Segundo levantamento da Aprosoja/MS, foram contratados R$ 943,8 milhões em junho de 2026 no Estado, resultado 22,3% inferior ao registrado em maio do mesmo ano e 40,1% menor em comparação com junho de 2025.

O ambiente financeiro mais restritivo observado no encerramento da safra é resultado da redução das operações de custeio, investimento e, principalmente, comercialização, refletindo uma maior seletividade na concessão de crédito rural.

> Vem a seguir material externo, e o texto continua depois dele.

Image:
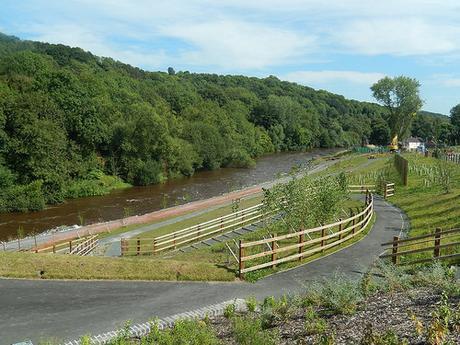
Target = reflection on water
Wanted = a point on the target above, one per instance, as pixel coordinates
(140, 200)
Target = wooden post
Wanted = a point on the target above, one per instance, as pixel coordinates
(301, 240)
(395, 258)
(323, 233)
(123, 246)
(437, 242)
(273, 250)
(340, 228)
(353, 222)
(241, 255)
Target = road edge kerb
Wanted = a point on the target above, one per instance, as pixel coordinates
(142, 329)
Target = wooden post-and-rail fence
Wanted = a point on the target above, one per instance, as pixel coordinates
(82, 246)
(422, 245)
(303, 243)
(215, 227)
(176, 239)
(387, 188)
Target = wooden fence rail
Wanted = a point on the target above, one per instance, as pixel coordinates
(221, 225)
(174, 240)
(62, 247)
(430, 243)
(295, 247)
(85, 247)
(387, 188)
(402, 166)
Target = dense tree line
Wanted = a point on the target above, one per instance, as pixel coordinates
(74, 124)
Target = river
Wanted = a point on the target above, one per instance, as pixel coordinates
(140, 200)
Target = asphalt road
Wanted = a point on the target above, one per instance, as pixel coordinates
(65, 310)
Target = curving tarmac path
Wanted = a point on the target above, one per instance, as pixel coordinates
(40, 309)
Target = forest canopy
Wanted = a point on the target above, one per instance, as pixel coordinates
(75, 124)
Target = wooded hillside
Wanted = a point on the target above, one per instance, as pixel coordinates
(74, 124)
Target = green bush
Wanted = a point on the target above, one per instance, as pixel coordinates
(22, 198)
(249, 331)
(339, 295)
(230, 311)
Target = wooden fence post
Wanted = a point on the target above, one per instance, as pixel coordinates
(323, 233)
(353, 222)
(340, 228)
(395, 258)
(273, 250)
(301, 240)
(241, 254)
(437, 242)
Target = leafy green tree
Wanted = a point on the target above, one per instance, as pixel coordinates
(455, 122)
(400, 95)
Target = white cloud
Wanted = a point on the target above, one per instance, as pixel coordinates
(325, 77)
(399, 37)
(240, 45)
(445, 80)
(93, 41)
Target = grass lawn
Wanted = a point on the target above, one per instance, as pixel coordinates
(219, 254)
(213, 263)
(29, 265)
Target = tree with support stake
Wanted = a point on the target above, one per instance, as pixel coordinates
(401, 97)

O Plano Safra 2026/27 iniciou seu ciclo em 1º de julho, com crescimento de 1,7% no volume total de recursos em relação ao ciclo anterior, totalizando R$ 622,4 bilhões. No entanto, esse aumento não supera a inflação acumulada no período, o que resulta em redução do volume de crédito em termos reais.

Assim, apesar da redução das taxas de juros nas principais linhas oficiais, a ampliação do acesso ao crédito dependerá da disponibilidade de recursos subsidiados, da capacidade de equalização pelo Governo Federal e da situação financeira dos produtores. Esses fatores continuarão sendo determinantes para o ritmo das contratações ao longo da safra 2026/27.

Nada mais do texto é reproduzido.